Since the day Dominic died……

992” You have changed” and ” Are you better now” is what I hear994279_10200499080334890_634953240_n people say.

My answer is YES and NO.

When Dominic was killed that horrific day on July 12, 2012 I KNEW I would never be the same. I knew I was forever changed and had to come to grips with a new reality. A new way of Life without the most important person in it.

I realized that I could just slowly die or that I could make a difference and continue my amazing sons legacy. The choice was easy. There was no way I would let his death be in vain.

There are many days that I can barley breath and the pain of missing Dominic is so intense that it takes every bit of strength to make it. I also learned to be  great actress and hide my pain, put on a smile and crack a joke.

No matter what , I knew I just had to continue and be Dominic’s voice. After all, I was all he had left.

July 10,2015 I got to meet Donald Trump in Beverly Hills and after sharing my story with him privately, I had the chance to share Dominic’s story with the World at a Press Conference set up by Mr. Trump.

My life changed even more after that. More News Stations were now suddenly interested in what happened to my only child and I took advantage of every chance to share who Dominic was and why he was no longer alive.

A few visits to Washington, DC , starting Twitter (@Sabine_Durden), a few more interviews on TV and Radio Stations and a lot more knowledge about Politics became my “new Life”.

Yes, I have changed.

No, I am not better. The pain will never go away and my heart is forever broken.

I could have stopped living after Dominic’s death. I could have just let life go bye. But I chose to share my experience, connect with other victims of Illegal Alien Crime, speak up and get active. I became a voice for many who can’t or are not able to speak up.

Sadly some people who were in my life, didn’t appreciate it or like what and who I was talking about.

Some disappeared, some tried to change my way of thinking and talking.
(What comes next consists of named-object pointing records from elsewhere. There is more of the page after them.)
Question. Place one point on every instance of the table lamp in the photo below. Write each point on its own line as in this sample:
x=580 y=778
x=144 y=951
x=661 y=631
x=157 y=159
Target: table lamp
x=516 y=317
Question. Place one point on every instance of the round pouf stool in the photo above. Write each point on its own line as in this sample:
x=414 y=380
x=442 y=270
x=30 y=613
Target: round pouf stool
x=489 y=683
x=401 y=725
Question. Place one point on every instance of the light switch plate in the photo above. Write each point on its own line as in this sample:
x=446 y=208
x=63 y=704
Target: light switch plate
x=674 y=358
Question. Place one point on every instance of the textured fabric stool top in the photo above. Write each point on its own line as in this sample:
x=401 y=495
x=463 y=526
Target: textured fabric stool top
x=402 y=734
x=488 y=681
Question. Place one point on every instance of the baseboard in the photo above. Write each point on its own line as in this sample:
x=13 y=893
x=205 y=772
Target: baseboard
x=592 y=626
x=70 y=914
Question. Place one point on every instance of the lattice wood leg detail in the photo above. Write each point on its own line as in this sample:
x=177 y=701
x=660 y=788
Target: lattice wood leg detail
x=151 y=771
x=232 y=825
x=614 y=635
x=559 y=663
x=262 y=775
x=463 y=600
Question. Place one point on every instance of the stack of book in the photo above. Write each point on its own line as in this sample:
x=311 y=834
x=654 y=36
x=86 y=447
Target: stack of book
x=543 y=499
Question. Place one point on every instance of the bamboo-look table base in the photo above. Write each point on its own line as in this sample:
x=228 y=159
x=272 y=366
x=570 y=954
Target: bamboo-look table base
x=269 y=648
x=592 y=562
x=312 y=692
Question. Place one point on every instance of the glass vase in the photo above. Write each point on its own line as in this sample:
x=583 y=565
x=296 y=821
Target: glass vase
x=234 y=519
They wanted to change who I became and didn’t like or understand the why and how.

While I lost some, I gained a lot of new friends and supporters that are by my side no matter what.

No matter what tragedy happens to us, we have a choice how we continue after it happens. Will it stop us from living or will it make us stronger?

I found out so much about me, my strength and just how resilient I am.

My sweet Dominic lets me know in many ways that he is around and very proud of his mom. I honor my son by continuing to share his story and be his voice.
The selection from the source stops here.